– Как вам, госпожа? Есть еще две свободные, но окна выходят, извините, к сортиру.
– Меня это устраивает, – сказала Зена, заметив как он заискивает.
Да, она не выглядела, родственницей губернатора края, но хозяин видел, как она осадила четверку воров и понимал, что в этой немолодой женщине скрыта неизвестная ему сила.
Ну и, потом, у нее была дорогая породистая лошадь, на которых по большой дороге, не каждый рискнул бы поехать – такой товар привлекал разбойников. Однако поехала и доехала, да еще заставила воров оплатить хороший ужин.
Хозяин вспомнил, как выглядывал из кухни и улыбался, злорадствуя на то, как она осаживала этих мерзавцев.
– Спасибо, голубчик, ступай себе, а я спать лягу.
– Про вашу коняжку не беспокойтесь, госпожа, ей обеспечен самый лучший уход, – напоследок сообщил хозяин и прикрыл дверь. А Зена упала на мягкую кровать и улыбнулась. Давно она не дышала воздухом дорожной свободы, когда только ты, твоя удача и клинок. Ну, и еще – наглость и готовность немедленно ввязаться в драку – сколько бы твоих врагов не было.
И так ей приходилось поступать не единожды.
Случалось, уходила, харкая кровью и зажимая пальцами сквозные раны, но выживала и возвращалась на дорогу, а потом находила обидчиков и закрывала вопрос.
Да, она мстила, а потом бежала, куда глаза глядят, поскольку по ее следам – и она это знала, бежали, скакали, вынюхивали три или четыре бригады отъявленных мерзавцев – кровавых убийц, офицеров королевской службы и разных прочих охотников.
Слишком высокий за нее выставляли куш. И так – тридцать лет.

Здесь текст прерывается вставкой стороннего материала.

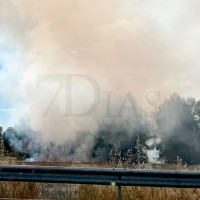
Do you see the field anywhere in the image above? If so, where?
[0,157,200,200]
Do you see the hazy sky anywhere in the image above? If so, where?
[0,0,200,135]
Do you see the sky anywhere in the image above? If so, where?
[0,0,200,138]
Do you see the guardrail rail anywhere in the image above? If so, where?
[0,165,200,200]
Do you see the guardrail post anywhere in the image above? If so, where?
[118,176,122,200]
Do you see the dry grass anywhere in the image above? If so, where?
[0,158,200,200]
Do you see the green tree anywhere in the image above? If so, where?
[154,93,200,164]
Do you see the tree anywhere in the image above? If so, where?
[154,93,200,164]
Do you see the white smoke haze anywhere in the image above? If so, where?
[0,0,200,162]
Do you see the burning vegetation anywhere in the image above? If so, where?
[1,94,200,164]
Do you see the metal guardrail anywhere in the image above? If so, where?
[0,166,200,199]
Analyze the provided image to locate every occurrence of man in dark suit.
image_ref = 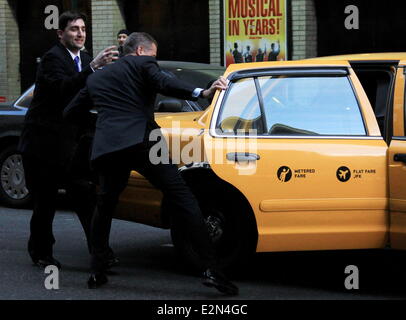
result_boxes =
[19,12,117,267]
[64,32,238,294]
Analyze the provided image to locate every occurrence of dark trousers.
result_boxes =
[23,154,96,259]
[90,143,215,273]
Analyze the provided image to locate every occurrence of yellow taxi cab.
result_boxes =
[115,53,406,267]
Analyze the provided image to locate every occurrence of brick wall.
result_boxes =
[0,0,21,101]
[209,0,223,65]
[288,0,317,60]
[92,0,125,56]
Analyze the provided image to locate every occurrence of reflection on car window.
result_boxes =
[217,76,366,135]
[217,79,263,133]
[15,88,34,108]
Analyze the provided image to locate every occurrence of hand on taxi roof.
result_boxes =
[202,76,228,99]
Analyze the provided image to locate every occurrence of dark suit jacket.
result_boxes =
[64,55,196,160]
[19,43,93,165]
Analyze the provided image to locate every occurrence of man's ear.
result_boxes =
[56,29,63,39]
[135,46,144,56]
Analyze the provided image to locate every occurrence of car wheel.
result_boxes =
[0,146,31,208]
[171,192,256,271]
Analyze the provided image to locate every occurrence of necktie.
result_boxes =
[73,56,80,72]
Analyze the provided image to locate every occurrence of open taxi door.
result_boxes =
[388,60,406,249]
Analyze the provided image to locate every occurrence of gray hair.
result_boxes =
[123,32,158,55]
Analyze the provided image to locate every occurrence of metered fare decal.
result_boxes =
[336,166,376,182]
[276,166,316,182]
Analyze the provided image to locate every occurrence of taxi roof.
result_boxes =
[306,52,406,61]
[225,59,350,75]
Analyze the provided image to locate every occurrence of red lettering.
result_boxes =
[228,20,240,36]
[258,0,268,17]
[268,19,276,34]
[269,0,282,17]
[262,19,268,34]
[228,0,240,18]
[240,0,248,18]
[255,19,262,34]
[244,20,250,35]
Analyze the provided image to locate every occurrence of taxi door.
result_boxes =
[204,61,388,251]
[388,61,406,249]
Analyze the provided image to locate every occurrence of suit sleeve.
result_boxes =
[63,87,93,126]
[141,57,197,100]
[41,53,93,100]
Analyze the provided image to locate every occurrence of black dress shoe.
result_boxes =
[203,269,238,296]
[87,273,108,289]
[32,256,62,269]
[106,256,120,269]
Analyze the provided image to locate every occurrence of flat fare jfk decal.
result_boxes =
[228,0,284,36]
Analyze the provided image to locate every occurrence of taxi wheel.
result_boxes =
[0,146,31,208]
[171,193,256,271]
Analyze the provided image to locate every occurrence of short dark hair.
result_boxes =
[123,32,158,55]
[117,29,131,37]
[58,11,86,31]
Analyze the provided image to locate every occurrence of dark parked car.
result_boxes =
[0,61,225,208]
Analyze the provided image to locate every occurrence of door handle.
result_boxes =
[393,153,406,163]
[227,152,260,162]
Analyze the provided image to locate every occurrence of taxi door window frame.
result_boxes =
[214,67,370,140]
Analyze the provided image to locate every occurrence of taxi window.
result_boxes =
[15,87,34,108]
[218,76,366,136]
[217,78,263,133]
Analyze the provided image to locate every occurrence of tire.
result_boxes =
[0,145,31,208]
[171,189,257,272]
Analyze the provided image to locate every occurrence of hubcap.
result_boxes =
[1,154,28,200]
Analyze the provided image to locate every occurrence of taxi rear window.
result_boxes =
[216,75,366,136]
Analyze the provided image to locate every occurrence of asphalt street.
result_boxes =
[0,207,406,300]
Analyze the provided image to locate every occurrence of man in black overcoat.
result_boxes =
[64,32,238,294]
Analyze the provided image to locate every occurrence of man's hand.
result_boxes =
[90,46,119,70]
[202,76,228,99]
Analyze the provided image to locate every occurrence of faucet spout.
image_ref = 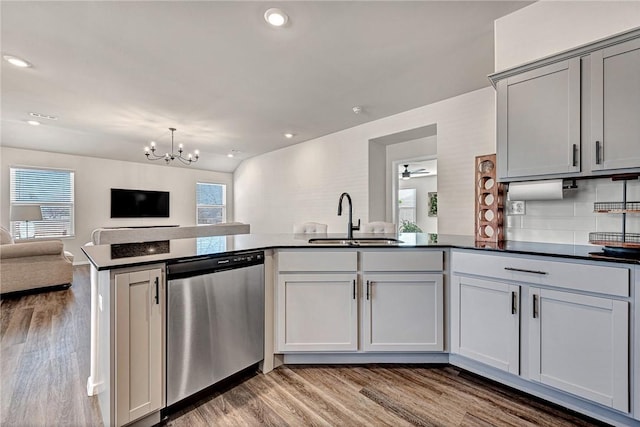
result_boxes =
[338,193,360,240]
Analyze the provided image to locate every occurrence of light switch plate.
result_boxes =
[507,200,526,215]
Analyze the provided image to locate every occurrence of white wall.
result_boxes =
[495,1,640,71]
[234,87,495,234]
[0,147,233,263]
[398,175,440,233]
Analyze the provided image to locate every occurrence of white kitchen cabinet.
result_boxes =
[363,273,444,351]
[451,275,520,375]
[497,58,581,180]
[275,249,358,353]
[276,249,444,353]
[114,268,164,426]
[526,288,629,412]
[276,272,358,352]
[589,39,640,170]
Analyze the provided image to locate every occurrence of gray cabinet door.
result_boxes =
[589,39,640,171]
[497,58,580,180]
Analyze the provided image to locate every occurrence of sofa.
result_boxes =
[0,227,73,295]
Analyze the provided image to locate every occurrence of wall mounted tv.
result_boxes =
[111,188,169,218]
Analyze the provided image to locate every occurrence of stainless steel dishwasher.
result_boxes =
[166,252,264,406]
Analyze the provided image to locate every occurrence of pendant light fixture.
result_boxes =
[144,128,200,165]
[402,165,411,180]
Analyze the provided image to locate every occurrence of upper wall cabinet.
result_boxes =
[589,39,640,171]
[490,30,640,182]
[497,58,580,179]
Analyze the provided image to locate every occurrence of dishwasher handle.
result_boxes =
[167,252,264,280]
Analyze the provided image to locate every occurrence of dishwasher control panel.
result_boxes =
[167,251,264,280]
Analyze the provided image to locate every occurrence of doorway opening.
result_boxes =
[394,157,438,234]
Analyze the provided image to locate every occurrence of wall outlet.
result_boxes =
[507,200,526,215]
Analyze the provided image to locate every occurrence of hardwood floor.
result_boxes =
[0,266,101,426]
[0,266,608,427]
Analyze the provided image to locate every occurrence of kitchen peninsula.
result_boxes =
[83,233,640,425]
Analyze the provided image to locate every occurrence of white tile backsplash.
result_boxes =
[505,178,640,245]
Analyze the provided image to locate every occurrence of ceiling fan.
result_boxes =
[400,165,429,179]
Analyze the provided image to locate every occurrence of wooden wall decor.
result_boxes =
[475,154,504,243]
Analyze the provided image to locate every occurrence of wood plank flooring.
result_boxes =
[0,266,598,427]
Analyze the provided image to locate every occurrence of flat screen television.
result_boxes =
[111,188,169,218]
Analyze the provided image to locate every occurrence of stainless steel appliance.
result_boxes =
[166,252,264,406]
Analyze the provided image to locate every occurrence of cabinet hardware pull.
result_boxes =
[504,267,549,275]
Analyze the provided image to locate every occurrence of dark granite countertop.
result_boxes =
[82,233,640,270]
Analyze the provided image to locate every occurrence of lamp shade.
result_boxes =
[10,205,42,221]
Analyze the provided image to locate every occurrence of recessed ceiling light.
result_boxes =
[264,7,289,27]
[3,55,31,68]
[29,112,58,120]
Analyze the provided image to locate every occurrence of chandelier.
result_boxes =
[144,128,200,165]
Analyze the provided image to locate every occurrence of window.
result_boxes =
[398,188,416,224]
[10,168,74,239]
[196,182,227,225]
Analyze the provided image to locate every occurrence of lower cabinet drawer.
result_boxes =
[451,251,630,297]
[361,249,444,272]
[278,249,358,272]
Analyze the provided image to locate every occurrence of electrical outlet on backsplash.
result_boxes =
[505,178,640,245]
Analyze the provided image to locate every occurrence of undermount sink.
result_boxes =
[309,237,404,246]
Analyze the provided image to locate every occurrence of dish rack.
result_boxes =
[589,175,640,253]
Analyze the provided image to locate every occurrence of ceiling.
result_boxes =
[0,0,530,172]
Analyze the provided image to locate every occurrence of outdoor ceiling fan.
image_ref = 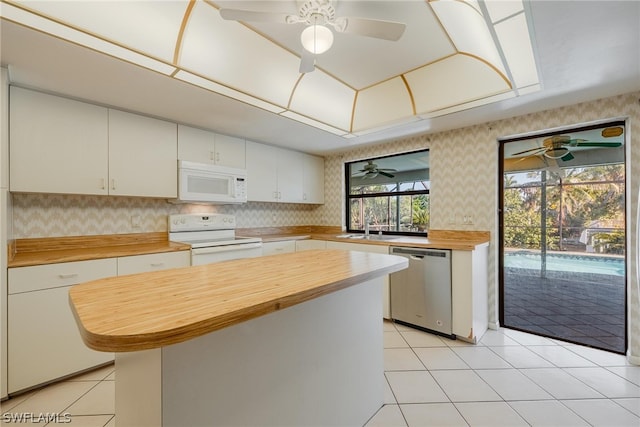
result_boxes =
[220,0,406,73]
[351,160,396,179]
[513,135,622,161]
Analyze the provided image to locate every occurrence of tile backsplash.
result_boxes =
[12,193,323,239]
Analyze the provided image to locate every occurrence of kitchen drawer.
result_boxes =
[118,251,191,276]
[8,258,118,295]
[296,239,327,252]
[262,240,296,256]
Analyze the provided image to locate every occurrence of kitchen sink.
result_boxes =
[336,234,399,241]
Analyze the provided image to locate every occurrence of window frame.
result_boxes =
[344,148,431,237]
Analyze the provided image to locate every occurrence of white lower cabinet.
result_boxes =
[262,240,296,256]
[7,251,191,394]
[327,241,391,319]
[451,244,489,344]
[118,251,191,276]
[7,259,116,393]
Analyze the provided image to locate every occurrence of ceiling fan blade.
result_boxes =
[571,141,622,147]
[512,147,547,156]
[220,9,289,24]
[560,151,575,162]
[300,49,316,74]
[335,18,407,41]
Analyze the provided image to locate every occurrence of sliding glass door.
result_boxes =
[500,122,626,353]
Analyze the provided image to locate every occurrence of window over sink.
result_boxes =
[345,150,431,236]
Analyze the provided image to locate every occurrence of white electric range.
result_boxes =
[169,213,262,265]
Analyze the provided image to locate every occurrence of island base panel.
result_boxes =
[116,278,384,426]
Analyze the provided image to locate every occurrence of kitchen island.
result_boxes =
[69,250,407,426]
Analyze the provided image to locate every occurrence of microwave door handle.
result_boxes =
[191,242,262,255]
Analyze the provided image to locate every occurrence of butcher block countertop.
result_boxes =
[7,232,191,267]
[236,226,491,251]
[69,250,408,352]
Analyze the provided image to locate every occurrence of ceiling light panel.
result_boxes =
[352,77,415,132]
[494,13,539,88]
[289,70,356,131]
[2,3,175,75]
[11,0,189,63]
[429,0,506,74]
[178,2,300,106]
[174,70,285,114]
[484,0,524,22]
[405,54,511,114]
[280,111,349,138]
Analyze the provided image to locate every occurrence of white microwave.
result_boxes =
[175,160,247,204]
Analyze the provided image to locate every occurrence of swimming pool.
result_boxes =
[504,251,625,276]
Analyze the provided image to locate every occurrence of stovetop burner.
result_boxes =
[169,213,262,248]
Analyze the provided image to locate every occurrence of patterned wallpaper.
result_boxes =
[13,93,640,360]
[322,92,640,364]
[13,193,324,239]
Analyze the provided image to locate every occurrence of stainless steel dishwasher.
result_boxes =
[389,246,454,338]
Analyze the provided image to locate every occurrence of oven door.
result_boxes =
[191,242,262,265]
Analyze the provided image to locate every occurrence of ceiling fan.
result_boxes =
[513,135,622,161]
[351,160,396,179]
[220,0,406,73]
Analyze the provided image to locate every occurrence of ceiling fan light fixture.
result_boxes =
[544,147,569,160]
[300,24,333,55]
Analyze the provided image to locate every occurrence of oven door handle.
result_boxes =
[191,242,262,255]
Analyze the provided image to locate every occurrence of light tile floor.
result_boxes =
[367,322,640,427]
[1,322,640,427]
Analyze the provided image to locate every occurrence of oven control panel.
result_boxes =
[169,213,236,232]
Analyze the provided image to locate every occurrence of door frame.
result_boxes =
[497,116,640,354]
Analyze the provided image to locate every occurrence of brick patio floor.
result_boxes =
[503,268,626,354]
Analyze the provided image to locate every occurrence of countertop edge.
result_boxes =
[69,250,408,352]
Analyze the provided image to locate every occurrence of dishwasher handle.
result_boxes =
[391,246,451,259]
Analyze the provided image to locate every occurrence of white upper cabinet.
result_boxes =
[178,125,246,169]
[247,141,278,202]
[9,87,178,198]
[9,87,109,194]
[109,110,178,198]
[246,141,324,203]
[302,154,324,204]
[276,148,304,203]
[215,133,247,169]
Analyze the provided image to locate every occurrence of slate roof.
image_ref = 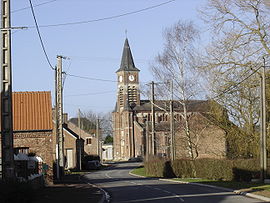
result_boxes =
[116,39,140,72]
[12,91,53,131]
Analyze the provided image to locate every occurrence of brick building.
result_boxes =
[12,92,55,169]
[67,122,98,155]
[0,91,84,172]
[113,39,226,160]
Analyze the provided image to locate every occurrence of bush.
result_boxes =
[144,157,166,177]
[145,158,270,181]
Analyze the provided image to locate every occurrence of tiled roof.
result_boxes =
[12,91,53,131]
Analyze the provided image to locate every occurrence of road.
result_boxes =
[85,163,261,203]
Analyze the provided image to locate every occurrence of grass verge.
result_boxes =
[173,178,270,197]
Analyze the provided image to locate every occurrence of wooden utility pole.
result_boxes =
[260,57,267,182]
[170,80,175,161]
[151,81,155,155]
[1,0,15,181]
[55,56,65,178]
[96,119,101,161]
[78,109,82,170]
[145,121,150,161]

Тридцать лет она жила, то в землянках, то в королевских опочивальнях, а потом в полевых шалашах и опять в графских имениях. Пока была молодой, многое покрывала своей красотой и смелостью, но позже пришлось добывать пропитание трудом и умением. А куда деваться?
Зена считала себя закаленной железной бабой, которая ничего не боялась. Она не боялась внешних врагов, но опасалась лишь одного – одиночества.
Чтобы никто никогда о тебе не спрашивал, не интересовался, не говорил – а когда она вернется. Это именно то – смерть при жизни. Но так получилось, что у нее образовалась собственная семья и она была этому безмерно рада, а когда возникла угроза потерять эту семью, Зена, не задумываясь, пустилась в путь.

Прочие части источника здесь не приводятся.